Question

An urn contains 5 red and 2 green balls. A ball is drawn at random from the urn. If the drawn ball is green, then a red ball is added to the urn and if the drawn ball is red, then a green ball is added to the urn; the original ball is not returned to the urn. Now, a second ball is drawn at random from it. The probability that the second ball is red is:

Options

• `21/49`

• `27/49`

• `26/49`

• `32/49`

Answer 1

`32/49`

Explanation:

Step -1: Taking the events and framing an equation.

Let E₁ be an event in which a red ball is drawn and a green ball is placed in a bag.

E₂ represents the event of drawing a green ball and putting a red ball in the bag, while E represents the event of drawing a red ball in the second draw.

`P(E) = P(E_1) xx P (E/E_1) + P(E_2) xx P(E/E_2)`

Step -2: Calculating the required probability.

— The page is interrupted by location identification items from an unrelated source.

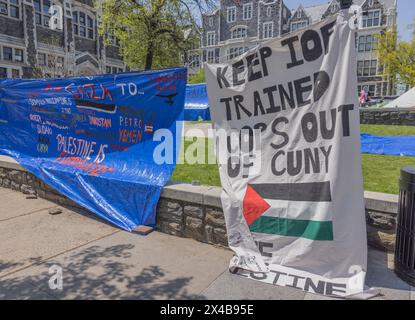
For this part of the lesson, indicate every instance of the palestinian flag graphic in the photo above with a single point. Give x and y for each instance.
(259, 198)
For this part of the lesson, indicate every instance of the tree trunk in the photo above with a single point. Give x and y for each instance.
(149, 55)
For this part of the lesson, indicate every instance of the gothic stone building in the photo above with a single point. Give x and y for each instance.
(241, 24)
(30, 48)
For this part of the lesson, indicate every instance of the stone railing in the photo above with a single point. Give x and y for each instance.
(404, 117)
(196, 212)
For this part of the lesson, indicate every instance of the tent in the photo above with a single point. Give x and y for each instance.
(196, 105)
(406, 100)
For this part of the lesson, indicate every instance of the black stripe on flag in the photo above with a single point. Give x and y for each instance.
(312, 192)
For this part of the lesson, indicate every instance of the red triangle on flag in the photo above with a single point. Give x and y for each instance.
(253, 205)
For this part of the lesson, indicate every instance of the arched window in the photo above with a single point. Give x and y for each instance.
(10, 8)
(83, 25)
(239, 32)
(42, 15)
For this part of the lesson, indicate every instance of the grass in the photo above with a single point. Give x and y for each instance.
(380, 173)
(383, 130)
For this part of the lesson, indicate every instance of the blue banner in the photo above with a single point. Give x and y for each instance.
(392, 146)
(91, 138)
(196, 103)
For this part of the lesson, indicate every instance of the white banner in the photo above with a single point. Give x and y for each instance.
(287, 128)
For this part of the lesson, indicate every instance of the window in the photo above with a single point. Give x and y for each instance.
(372, 19)
(239, 32)
(298, 25)
(10, 8)
(83, 25)
(369, 88)
(247, 11)
(211, 56)
(3, 72)
(41, 59)
(367, 43)
(114, 40)
(7, 53)
(231, 14)
(15, 73)
(367, 68)
(210, 38)
(235, 52)
(18, 55)
(60, 61)
(42, 15)
(268, 30)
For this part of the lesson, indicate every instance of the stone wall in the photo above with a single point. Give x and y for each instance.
(403, 117)
(178, 215)
(195, 212)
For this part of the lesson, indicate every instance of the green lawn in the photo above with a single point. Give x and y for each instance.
(380, 173)
(382, 130)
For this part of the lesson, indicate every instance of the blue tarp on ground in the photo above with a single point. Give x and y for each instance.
(393, 146)
(91, 138)
(196, 105)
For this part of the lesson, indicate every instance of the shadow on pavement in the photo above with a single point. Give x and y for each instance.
(96, 273)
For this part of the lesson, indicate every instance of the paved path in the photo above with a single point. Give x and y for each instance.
(101, 262)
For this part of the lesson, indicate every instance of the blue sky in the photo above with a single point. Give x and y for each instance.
(406, 13)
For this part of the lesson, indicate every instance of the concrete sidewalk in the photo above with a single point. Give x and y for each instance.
(99, 261)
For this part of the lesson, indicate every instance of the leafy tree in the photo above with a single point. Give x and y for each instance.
(151, 33)
(197, 77)
(397, 57)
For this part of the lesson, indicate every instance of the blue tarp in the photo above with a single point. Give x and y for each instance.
(91, 138)
(196, 105)
(393, 146)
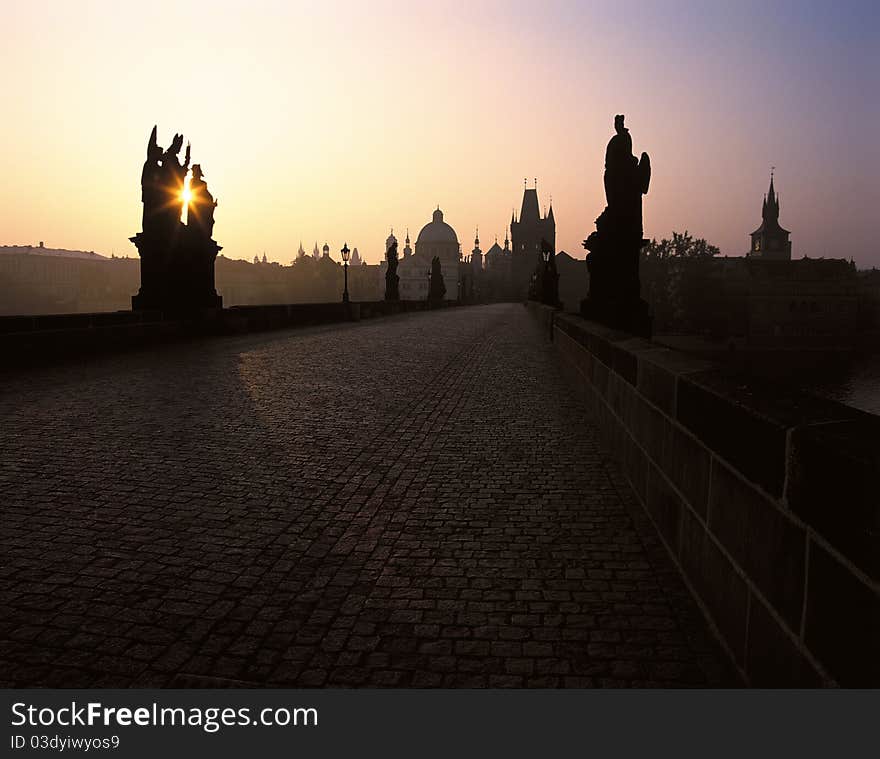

`P(E_1)P (E/E_1)` = drawing a red ball on the second draw when in the first draw we took a red ball and placed a green one 

`P(E_1)P(E/E_1) = 5/7 xx 4/7`  ......(As earlier there were 5 red balls out of total 7 and then we drew a red and placed a green so now there are 4 red balls out of 7.)

`P(E_2)P(E/E_2)` =  drawing a red ball on the second draw when in the first draw we took a green ball and placed a red one

`P(E_2) xx P(E/E_2) = 2/7 xx 6/7` ......(As there were 2 green balls out of 7 and then we put a red ball. So now we have to draw a red ball and there are 6 reds out of 7.)

P(E) = `5/7 xx 4/7 + 2/7 xx 6/7 = (20 + 12)/49 = 32/49`

Hence, the total probability is `32/49`.